Me gustan las novelas donde hay una voz narradora potente, pero hoy valoro más las que varían con pericia muchas voces o las que no se recluyen en una sola estrategia para narrar. Lo que distingue a El amor… de las dos novelas anteriores de Bermani se sitúa en ese plano formal: el autor apela a la polifonía para entregarnos un relato que se va formando con fragmentos de una página, primero con la voz de Nacho, y luego con la de la madre de Nacho, la de su abuela, la de la empleada doméstica y la del propio Riky, entre otras (sólo más tarde intervendrán también algún narrador en tercera o el estilo directo de los diálogos).

Así, el rol del lector se vuelve muy activo, tanto que recomiendo no leer la contratapa del libro y zambullirse directamente en la experiencia del texto.
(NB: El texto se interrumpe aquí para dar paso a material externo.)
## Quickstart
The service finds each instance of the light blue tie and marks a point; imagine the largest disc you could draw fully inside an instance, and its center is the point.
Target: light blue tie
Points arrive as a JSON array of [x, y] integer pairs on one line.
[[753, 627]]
El relato de El amor… avanza velozmente mientras uno saborea la identificación de las voces y la reconstrucción de los hechos, ejercicio que provoca aquella dicha que quería Borges: la de entender, “mayor que la de imaginar o la de sentir”. Para Riky, en cambio, la dicha es escasa: él no entiende (lo que pasó entre él y su mujer), no imagina (cuán difícil será acercarse a su hijo ahora) y, sobre todo, no siente (nada por ese hijo).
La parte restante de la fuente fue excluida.